Between Dreaming and Living
Vikky Alexander’s work is characterized by her ongoing consideration of illusion and material desires framed within the language of architecture and design. Since the early 1980s, Alexander has investigated culture’s appropriation and substitution of nature as it is manifest in mass-market interior design items such as photomurals of scenic landscapes, wood veneers, and decorative mirrors. Her work recognizes the artificial as a place for utopian fantasy, a surreal space where the natural is recreated in an improved or even perfected form.
Working primarily with photography and installation, Alexander examines how the formal signs of photography, architecture, and interior and graphic design reveal and shape meaning in our contemporary culture, bringing to the fore discussions of capitalism, commodification, and desire within the parameters of fantasy and cultural longing.

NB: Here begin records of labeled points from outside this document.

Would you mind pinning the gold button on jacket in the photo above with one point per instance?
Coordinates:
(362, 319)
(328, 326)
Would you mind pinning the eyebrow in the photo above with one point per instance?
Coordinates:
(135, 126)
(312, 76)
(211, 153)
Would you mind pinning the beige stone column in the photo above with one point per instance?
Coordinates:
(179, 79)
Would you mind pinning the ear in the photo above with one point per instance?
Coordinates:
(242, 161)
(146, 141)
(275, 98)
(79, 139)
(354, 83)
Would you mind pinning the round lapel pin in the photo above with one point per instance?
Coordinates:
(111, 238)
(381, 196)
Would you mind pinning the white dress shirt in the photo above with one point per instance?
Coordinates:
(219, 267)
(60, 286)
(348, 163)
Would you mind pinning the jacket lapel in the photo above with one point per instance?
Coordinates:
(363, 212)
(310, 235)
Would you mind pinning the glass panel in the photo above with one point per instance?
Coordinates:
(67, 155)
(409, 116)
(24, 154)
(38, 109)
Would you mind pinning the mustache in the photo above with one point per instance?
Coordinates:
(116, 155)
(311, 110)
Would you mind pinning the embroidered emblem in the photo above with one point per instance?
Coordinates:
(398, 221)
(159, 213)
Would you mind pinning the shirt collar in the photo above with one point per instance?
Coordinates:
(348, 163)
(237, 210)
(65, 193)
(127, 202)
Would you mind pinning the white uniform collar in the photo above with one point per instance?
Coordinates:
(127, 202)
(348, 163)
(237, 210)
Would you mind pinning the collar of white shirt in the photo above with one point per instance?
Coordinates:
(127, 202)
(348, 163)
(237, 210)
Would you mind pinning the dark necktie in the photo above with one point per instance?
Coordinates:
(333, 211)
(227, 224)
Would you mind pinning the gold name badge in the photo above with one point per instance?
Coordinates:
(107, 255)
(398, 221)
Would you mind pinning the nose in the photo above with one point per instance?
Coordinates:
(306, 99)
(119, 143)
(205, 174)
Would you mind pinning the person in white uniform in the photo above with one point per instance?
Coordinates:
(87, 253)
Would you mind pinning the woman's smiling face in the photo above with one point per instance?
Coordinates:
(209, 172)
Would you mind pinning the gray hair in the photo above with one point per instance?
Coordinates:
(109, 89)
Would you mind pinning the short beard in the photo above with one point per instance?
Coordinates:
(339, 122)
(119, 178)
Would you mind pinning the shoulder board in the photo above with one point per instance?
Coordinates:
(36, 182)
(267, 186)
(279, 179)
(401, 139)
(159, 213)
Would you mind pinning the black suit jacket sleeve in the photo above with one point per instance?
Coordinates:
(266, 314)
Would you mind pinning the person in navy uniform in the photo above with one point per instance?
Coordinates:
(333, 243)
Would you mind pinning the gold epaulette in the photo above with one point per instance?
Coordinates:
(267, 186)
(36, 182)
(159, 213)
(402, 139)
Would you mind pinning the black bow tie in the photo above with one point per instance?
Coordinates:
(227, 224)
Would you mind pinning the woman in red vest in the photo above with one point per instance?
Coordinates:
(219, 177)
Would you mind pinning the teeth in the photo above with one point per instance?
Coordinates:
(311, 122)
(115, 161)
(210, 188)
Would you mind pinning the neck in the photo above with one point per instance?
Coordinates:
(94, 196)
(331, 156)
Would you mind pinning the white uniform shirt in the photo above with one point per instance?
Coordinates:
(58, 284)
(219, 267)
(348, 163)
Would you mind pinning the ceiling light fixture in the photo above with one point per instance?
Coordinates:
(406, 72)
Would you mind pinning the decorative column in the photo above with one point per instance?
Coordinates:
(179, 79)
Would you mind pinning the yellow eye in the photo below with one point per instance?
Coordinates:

Between Dreaming and Living is a body of work that was originally exhibited in Vancouver in 1985 at Coburg Gallery. The images originated as sandwiched 35 mm colour slides, which were then converted into black-and-white negatives, printed, and framed with a coloured Plexi overlay. In 2008, Alexander revisited these works by making colour Cibachrome prints from the original sandwiched slides. The images combine figure and landscape using both appropriated imagery from magazines and calendars and Alexander’s own landscapes.